Japan still has a strong culture of new graduate hiring and lifetime employment, with insufficient infrastructure for mid-career recruitment. From his experience struggling to hire iOS engineers at Google, he sensed this problem would intensify after COVID. With growing demand for cloud technology and SaaS platforms, Japan lacked the foundation to support it. Having lived in Japan for a long time, supporting the Japanese hiring market was something he felt personally passionate about.
These three elements—problem-solving opportunities, technology, and contributing to the Japanese market—came together, and that's what made working at Zookeep so attractive to Jordan.
“Most ATS tools are workflow checklists or even mere ledger for candidates” he explains. “They store data, but they don’t help you make better hiring decisions or build talent acquisition capabilities.”
At ZooKeep, he’s leading the evolution of the product beyond a typical ATS toward a Talent Acquisition Platform that integrates global HR technologies yet localizes deeply for Japanese enterprise realities.
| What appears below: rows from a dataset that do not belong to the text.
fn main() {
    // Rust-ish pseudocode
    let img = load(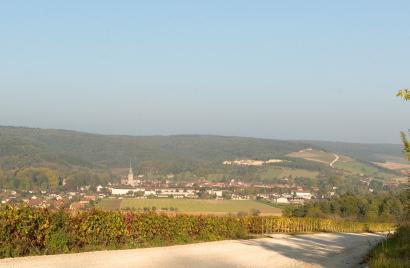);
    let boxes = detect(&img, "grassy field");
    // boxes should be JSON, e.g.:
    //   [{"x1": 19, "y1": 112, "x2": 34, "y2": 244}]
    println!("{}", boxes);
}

His guiding philosophy: simplify everything that stands between great recruiters and great hiring outcomes.
When evaluating technologies to integrate, Jordan looks for three things:
Evidence-based impact on recruiter performance,
Seamless interoperability with other tools, and
Cultural adaptability — bilingual UI, transparency, and clarity of UIUX for Japan’s unique team workflows.
Lessons from Enterprise Transformation — Woven by Toyota's Case
Jordan also brings consultative depth from projects with clients like Woven by Toyota (*), where he helped the TA organization to strengthen direct hiring and reduce dependency on agencies.
“The key levers were always clarity and ownership,” he notes. “Once hiring managers understood how roles, metrics, and communication loops fit together, the team could move faster with less friction.”
(* Woven by Toyota will help Toyota to develop next-generation cars and to realize a mobility society in which everyone can move freely, happily and safely.)
The Future of Talent Acquisition: Beyond the AI Hype
Asked about the future of recruiting, Jordan is both optimistic and grounded.
“AI won’t replace recruiters, it’ll replace bad recruiting habits,” he says with a smile. “Automation should handle administrative noise so recruiters can focus on relationships, storytelling, and problem-solving.”
For him, as the Head of Product at ZooKeep, the real transformation lies not in generative tools but in standardization and increasing data literacy of recruitment stakeholders: the ability of recruiters and hiring managers to speak a shared operational language, just as sales teams once learned to work with "Salesforce.com the model" for example to reorganize their teams and functions accordingly before even operating the software.
A Guiding Principle: Efficiency Equals Success
Efficiency, he emphasizes, is NOT about speed alone. It’s about alignment, communication, and clarity. Values drawn from both Toyota Kaizen philosophy and years in high-performance organizations. “Recruitment has endless improvement potential if approached systematically,” he says. “Every interaction, from briefing to feedback loop, can be a step toward operational excellence.”
When asked what message he’d put on an imaginary billboard visible to every TA leader in Japan and ASEAN, his answer comes without hesitation:
“Focus on clarity. Build systems that let great people do great work.”
Closing Thoughts
Jordan’s story is a blend of craft, discipline, and empathy. From optimizing restaurant kitchens to reshaping enterprise hiring. It’s a reminder that recruitment, at its best, is both art and science that shapes organizations and impacts their outputs.
And at ZooKeep, that mindset is shaping the next generation of Talent Acquisition technology, one impactful improvement at a time.